There's been a great deal of hullabaloo in the last week or so
about blogging “ruining the Internet for everyone” and
Google
segregating hits from blogs into their own section (good or bad?). I
realize that since I'm posting this to a blog, this sounds a bit
self-serving, but here's my two cents worth:
While it's true that blogging has lowered the bar in terms of
access to web publishing, the simple fact is that ever since there
was an Internet, anyone who wanted two and had access to a keyboard
could post whatever drivel they wanted to the web. All the blogging
really adds to the mix is the fact that now you don't even have to
have rudimentary knowledge of HTML (or how to save your Word doc as
HTML) in order to publish yourself. While that means more volume, it
doesn't really change the nature of data on the web.

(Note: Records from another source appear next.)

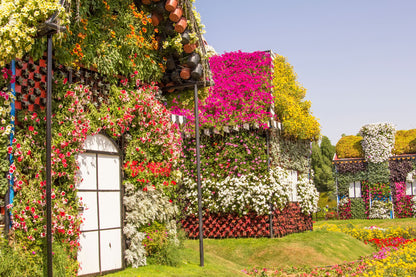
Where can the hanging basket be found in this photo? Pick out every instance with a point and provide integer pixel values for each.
(185, 73)
(171, 5)
(176, 15)
(196, 74)
(193, 60)
(189, 48)
(156, 19)
(181, 25)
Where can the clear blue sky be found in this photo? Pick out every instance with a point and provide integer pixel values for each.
(356, 58)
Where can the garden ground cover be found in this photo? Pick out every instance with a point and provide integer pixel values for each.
(230, 257)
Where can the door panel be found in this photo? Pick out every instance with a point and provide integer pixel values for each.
(88, 171)
(110, 249)
(108, 172)
(109, 209)
(88, 254)
(90, 210)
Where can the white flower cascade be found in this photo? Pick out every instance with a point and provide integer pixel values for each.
(378, 141)
(249, 193)
(143, 208)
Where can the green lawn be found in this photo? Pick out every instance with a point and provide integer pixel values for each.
(227, 257)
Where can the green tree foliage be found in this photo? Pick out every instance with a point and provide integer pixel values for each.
(322, 165)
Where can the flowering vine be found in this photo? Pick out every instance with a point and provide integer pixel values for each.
(378, 141)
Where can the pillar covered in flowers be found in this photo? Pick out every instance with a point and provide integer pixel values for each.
(374, 178)
(248, 189)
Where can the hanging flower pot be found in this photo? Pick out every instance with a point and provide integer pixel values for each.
(181, 25)
(189, 48)
(169, 30)
(185, 73)
(160, 8)
(170, 64)
(176, 14)
(196, 74)
(176, 77)
(156, 19)
(185, 37)
(193, 60)
(171, 5)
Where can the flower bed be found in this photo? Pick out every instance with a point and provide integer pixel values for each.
(287, 221)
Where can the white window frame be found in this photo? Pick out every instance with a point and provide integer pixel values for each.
(355, 190)
(411, 188)
(293, 176)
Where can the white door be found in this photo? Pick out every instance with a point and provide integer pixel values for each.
(100, 190)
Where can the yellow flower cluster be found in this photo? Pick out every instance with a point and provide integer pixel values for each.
(290, 106)
(18, 25)
(366, 234)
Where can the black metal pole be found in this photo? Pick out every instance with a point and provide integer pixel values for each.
(48, 159)
(198, 176)
(268, 171)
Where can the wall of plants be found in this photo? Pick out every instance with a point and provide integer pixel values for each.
(235, 175)
(382, 175)
(118, 44)
(151, 147)
(289, 103)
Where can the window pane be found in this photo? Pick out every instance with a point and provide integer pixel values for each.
(358, 189)
(351, 190)
(408, 188)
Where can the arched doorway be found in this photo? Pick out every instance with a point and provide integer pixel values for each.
(100, 191)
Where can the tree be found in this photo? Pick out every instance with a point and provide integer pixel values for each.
(322, 165)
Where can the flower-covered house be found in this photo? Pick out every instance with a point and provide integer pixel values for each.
(255, 150)
(115, 150)
(375, 173)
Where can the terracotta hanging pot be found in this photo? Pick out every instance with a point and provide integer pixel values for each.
(176, 14)
(156, 19)
(181, 25)
(189, 48)
(171, 5)
(185, 73)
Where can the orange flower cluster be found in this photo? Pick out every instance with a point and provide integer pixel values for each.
(78, 51)
(106, 5)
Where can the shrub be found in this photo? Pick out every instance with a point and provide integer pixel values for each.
(405, 142)
(357, 208)
(349, 147)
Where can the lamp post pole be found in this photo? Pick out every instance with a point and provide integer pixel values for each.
(198, 169)
(48, 158)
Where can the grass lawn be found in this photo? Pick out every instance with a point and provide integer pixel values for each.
(227, 257)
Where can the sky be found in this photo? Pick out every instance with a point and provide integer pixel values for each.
(356, 58)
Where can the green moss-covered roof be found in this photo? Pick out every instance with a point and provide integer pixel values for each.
(405, 142)
(349, 147)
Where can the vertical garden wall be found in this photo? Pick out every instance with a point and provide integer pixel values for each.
(254, 176)
(106, 66)
(374, 173)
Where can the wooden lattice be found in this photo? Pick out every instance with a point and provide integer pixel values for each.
(289, 220)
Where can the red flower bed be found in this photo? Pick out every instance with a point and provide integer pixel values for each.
(287, 221)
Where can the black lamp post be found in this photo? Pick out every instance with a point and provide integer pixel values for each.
(49, 28)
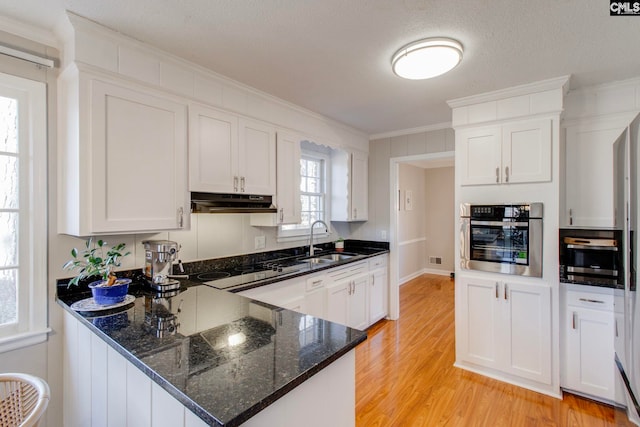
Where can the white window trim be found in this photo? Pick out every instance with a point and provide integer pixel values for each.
(32, 325)
(304, 234)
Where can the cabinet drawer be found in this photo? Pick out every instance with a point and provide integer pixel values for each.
(592, 300)
(351, 270)
(378, 262)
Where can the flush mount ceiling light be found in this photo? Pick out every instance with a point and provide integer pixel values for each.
(426, 58)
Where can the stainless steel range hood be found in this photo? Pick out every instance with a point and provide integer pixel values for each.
(230, 203)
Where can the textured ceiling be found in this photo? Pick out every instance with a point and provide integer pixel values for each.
(333, 56)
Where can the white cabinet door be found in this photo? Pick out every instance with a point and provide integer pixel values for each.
(338, 302)
(589, 357)
(481, 155)
(314, 303)
(512, 153)
(589, 175)
(378, 295)
(230, 154)
(288, 179)
(358, 316)
(526, 151)
(528, 331)
(478, 333)
(257, 157)
(213, 150)
(123, 158)
(505, 326)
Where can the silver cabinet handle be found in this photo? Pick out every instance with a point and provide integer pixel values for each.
(180, 217)
(570, 216)
(595, 301)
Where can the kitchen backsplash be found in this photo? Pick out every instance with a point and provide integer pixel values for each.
(210, 236)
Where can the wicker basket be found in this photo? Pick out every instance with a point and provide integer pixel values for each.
(23, 400)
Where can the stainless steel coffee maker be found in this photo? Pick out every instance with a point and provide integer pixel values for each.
(159, 256)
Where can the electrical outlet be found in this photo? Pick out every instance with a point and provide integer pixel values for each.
(260, 242)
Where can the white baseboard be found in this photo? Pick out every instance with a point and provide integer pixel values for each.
(419, 273)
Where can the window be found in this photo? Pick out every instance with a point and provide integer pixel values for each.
(313, 195)
(23, 208)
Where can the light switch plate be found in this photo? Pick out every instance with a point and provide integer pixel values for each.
(260, 242)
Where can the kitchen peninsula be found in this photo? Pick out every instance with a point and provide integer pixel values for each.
(204, 356)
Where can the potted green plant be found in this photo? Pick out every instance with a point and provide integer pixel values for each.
(96, 260)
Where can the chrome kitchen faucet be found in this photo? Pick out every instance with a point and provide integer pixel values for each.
(326, 227)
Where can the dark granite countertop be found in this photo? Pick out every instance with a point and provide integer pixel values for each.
(292, 259)
(224, 356)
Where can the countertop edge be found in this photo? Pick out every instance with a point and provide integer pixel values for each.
(189, 403)
(253, 285)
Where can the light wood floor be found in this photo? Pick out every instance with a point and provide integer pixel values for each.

The real “problem” as far as Google is concerned is
that the self-referential nature of blogging upsets their ranking
algorithm. This has apparently led people (like Larry
Lessig) to conclude that blogging is ruining the nature of
content on the web.
I would argue that there's nothing about blogging that changes the
need for critical thinking when looking for information on the web.

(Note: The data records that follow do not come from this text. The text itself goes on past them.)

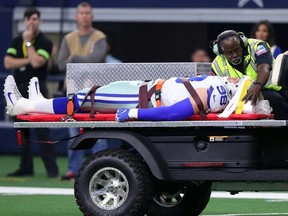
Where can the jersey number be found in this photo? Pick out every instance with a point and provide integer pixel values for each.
(223, 93)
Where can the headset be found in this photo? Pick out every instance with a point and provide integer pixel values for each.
(215, 44)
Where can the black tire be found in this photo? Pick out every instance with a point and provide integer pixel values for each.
(174, 199)
(119, 176)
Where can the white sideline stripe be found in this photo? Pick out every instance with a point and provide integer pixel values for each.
(36, 191)
(69, 191)
(251, 195)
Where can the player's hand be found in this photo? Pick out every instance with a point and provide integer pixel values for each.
(253, 94)
(122, 114)
(28, 34)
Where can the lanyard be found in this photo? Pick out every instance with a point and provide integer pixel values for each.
(24, 48)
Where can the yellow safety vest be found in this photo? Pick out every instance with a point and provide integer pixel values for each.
(222, 67)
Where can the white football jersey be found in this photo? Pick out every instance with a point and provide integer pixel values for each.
(173, 91)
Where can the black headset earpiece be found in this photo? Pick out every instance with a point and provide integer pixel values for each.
(215, 44)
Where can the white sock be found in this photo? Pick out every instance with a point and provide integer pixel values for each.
(133, 114)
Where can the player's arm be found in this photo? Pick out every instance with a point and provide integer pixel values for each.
(177, 111)
(264, 61)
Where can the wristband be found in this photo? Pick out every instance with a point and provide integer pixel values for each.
(258, 83)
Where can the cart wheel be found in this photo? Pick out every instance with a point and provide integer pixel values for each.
(172, 199)
(113, 182)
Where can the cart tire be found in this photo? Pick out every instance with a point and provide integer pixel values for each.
(174, 199)
(114, 182)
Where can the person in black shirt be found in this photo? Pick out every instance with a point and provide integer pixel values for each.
(27, 57)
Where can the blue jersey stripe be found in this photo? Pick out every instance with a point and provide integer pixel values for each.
(111, 95)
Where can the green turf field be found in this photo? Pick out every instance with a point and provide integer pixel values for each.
(46, 205)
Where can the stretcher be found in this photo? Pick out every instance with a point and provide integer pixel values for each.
(160, 161)
(81, 76)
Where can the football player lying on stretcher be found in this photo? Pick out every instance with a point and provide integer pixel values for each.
(211, 94)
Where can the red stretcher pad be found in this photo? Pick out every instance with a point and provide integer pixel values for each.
(111, 117)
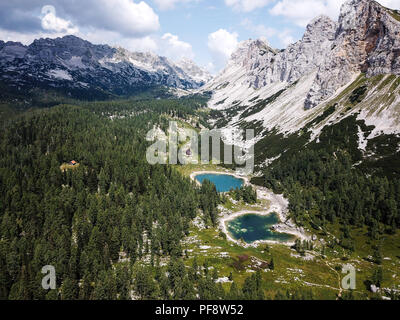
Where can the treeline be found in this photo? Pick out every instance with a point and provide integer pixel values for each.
(84, 220)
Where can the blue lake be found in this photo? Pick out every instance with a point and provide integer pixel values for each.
(223, 182)
(253, 227)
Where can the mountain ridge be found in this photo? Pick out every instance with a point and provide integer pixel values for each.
(338, 70)
(73, 63)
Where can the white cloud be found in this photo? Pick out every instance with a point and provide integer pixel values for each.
(52, 23)
(176, 49)
(221, 44)
(123, 16)
(170, 4)
(247, 5)
(301, 12)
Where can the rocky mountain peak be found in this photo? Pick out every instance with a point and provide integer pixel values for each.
(320, 28)
(76, 65)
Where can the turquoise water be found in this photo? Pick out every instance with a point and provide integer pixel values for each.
(223, 182)
(253, 227)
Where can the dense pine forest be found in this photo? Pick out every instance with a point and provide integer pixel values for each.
(113, 225)
(97, 222)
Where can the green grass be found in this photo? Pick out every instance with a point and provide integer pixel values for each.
(319, 275)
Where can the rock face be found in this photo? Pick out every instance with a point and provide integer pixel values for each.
(194, 71)
(365, 39)
(76, 64)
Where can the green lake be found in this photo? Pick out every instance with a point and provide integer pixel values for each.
(254, 227)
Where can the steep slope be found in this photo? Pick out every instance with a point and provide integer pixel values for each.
(336, 71)
(76, 65)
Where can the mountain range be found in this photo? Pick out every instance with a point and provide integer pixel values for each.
(77, 66)
(337, 71)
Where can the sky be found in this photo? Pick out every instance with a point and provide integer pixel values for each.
(206, 31)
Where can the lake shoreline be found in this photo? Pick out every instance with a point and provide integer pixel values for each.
(278, 205)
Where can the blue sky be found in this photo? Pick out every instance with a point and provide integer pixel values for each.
(206, 31)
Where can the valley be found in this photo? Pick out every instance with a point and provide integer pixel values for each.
(80, 126)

That's always been true, since there's fundamentally no concrete way
to verify the validity of anything you read on any site without
thinking critically about the nature of the source, how you came
across it, and what references it makes to other works. If you apply
that kind of filter, then the self-referencial or “incestuous”
nature of blogs can be used to advantage.
For example, if I'm looking for interesting information about
SOAP, XML Web Services, or how either or both relate to .NET I'd
assume that Don Box
(for example) is a reliable source, given that I've read his books,
articles and speeches in other contexts. If he mentions something in
his blog that someone else said about .NET on their blog, I would
assume a high degree of certainty that the reference is relevant and
useful. Then, when I follow that link, I'll find more links to other
blogs that contain relevant and useful information. The tendency is
for all those cross links to start repeating themselves, and to
establish a COMMUNITY wherein one can assume a high degree of
relevant information. All that's needed to validate the COMMUNITY as
a whole is a few references from sources that are externally trusted.
In the long run, I think that kind of “incestuousness”
can be used to validate, rather than discount large bodies of
interesting, useful, and otherwise unattainable information that we
wouldn't have access to otherwise.
That's a fairly lengthy rant for me, but I had to get that off my
chest. I hate to see pundits discounting a body of information just
because it's posted casually and not in academic journals.